About the company. WEC is a major power company and natural gas supplier, founded in 1896. It works primarily in Wisconsin, where the company was founded, as well as Illinois, Minnesota, and Michigan. Its total number of clients is 4.4 million. The company is directly involved in its power plants’ design and construction, invests money in various kinds of industrial infrastructure and is involved in general city development planning.

What the chart shows. This company is known for long and steady stock price growth. It almost shrugged off the GFC and has been growing since 2009 (the only exception was a dip in 2015 that the company recovered from in 2016). The company has paid dividends four times a year for a long time.

Pros for investors. Excellent and steady stock price growth over 10 years, growing profits and turnover and a long history of yearly dividend payments.
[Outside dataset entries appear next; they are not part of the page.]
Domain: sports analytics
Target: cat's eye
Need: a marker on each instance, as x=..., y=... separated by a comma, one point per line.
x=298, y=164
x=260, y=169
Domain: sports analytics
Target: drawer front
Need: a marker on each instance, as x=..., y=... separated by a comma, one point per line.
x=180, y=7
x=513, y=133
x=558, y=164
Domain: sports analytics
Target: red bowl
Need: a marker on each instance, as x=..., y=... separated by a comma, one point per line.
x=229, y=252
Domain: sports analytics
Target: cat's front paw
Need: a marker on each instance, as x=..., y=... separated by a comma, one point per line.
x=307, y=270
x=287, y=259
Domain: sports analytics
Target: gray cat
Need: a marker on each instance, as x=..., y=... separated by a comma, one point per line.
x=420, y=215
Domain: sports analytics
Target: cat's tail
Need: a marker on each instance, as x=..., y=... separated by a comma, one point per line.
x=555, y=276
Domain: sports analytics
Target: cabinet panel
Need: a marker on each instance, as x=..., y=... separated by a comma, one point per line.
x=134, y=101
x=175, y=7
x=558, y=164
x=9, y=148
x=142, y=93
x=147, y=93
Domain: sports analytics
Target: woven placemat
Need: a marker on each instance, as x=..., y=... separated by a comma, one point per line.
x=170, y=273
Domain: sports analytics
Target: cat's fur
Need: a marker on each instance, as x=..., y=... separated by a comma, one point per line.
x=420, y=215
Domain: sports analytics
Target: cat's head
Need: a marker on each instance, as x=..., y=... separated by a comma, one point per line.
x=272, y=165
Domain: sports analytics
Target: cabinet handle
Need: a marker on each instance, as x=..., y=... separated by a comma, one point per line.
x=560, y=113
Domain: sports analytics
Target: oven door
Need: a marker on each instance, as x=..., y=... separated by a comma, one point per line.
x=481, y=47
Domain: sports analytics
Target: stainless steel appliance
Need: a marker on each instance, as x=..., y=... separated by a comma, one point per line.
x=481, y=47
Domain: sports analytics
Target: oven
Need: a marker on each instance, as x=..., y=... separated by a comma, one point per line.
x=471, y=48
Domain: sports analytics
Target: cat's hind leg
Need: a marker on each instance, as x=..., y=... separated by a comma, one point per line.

Cons for investors. No significant cons.

3. CMS Energy (Consumers Energy)

Wind park

— Ticker: CMS

— Stock Exchange: NYSE

— Capitalization: $13B

— Annual turnover: $6.4B

— P/E: 22

— Beta: +0.12

— Annual dividends: 2.9%

— Yearly quotes change: +10%

— Quotes change for 5 years: +101%

— Quotes change for 10 years: +140%

— Profit change for 5 years: +6%

— Turnover change for 5 years: 0%

About the company. CMS is a Michigan-based energy company. It owns several thermal power stations run on natural gas and biofuel. It supplies both electricity and gas to its end users. The company also has its own bank, EnerBank USA.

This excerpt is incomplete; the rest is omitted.